No quality of life for working parents
I am a tax-paying citizen living in Maynooth, in the constituency of Kildare North. I am also a working mum and that, coupled with the huge commute every day, is soul-destroying. Being banished to the counties in order to afford a house is sucking the soul out of family life. Thousands of families are just like me. To be honest, I don't have a family life, or a quality of life. My son sees me for 30 mins in the morning and not in the evening, because he's already in bed by the time i make my gigantic trek from the city to home. My choices are stark – I can choose to drive and spend three hours of a round trip sitting on the N4 or I can get a train and spend three hours walking to the station and on the train, not to mention the inevitable delays and breakdowns, and standing in a stuffed carriage for almost an hour. ‘Cattle' and ‘truck' are two words that come to mind. In fact, health and safety would have something to say if animals were treated like us.
Why can't the government do something about the issue of helping parents with the cost of childcare? Tax relief on what we pay is all I ask. Yes, we get €1,000 per year but my childcare costs almost this much a month! And that is every month, every year until my son goes to school. I consider it a second mortgage, without the tax relief.
The government is going to get hammered on the doorsteps on this issue. I already see other like-minded women and men banding together. Cross, angry, frustrated, they can't wait for that FF knock on the door.

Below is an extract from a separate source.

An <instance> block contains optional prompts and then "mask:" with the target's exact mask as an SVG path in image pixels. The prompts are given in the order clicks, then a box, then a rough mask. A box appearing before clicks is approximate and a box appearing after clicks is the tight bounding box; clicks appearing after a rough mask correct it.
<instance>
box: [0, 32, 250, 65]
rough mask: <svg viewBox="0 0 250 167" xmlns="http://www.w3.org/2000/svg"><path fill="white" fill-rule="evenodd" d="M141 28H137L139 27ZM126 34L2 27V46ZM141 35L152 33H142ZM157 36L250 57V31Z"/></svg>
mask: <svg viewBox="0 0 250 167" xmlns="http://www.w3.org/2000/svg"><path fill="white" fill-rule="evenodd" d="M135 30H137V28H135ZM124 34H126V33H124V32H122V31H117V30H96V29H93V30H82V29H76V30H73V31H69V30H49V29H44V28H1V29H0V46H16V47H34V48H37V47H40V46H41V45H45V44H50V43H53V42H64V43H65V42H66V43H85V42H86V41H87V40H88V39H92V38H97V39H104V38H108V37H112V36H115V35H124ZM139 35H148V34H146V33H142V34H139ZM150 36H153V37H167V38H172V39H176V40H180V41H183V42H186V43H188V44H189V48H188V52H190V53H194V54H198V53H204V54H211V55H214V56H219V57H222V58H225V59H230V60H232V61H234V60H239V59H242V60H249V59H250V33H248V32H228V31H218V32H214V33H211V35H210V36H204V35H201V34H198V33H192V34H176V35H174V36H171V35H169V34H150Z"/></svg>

I pay, on average, €800 a month on tax. I get very little for my contribution to the economy. I have private healthcare and don't use the public system – not because I don't want to, but because those waiting lists are so long.
Sometimes I wonder if I would be better off resigning my job and becoming a welfare mother. The thoughts of no commuting stress... bliss. The thoughts of being able to spend time raising my beautiful baby... bliss. But I didn't train for years and work for years to climb to the top of my career ladder to give it away.
So I battle on, like thousands of other working parents, angry and frustrated.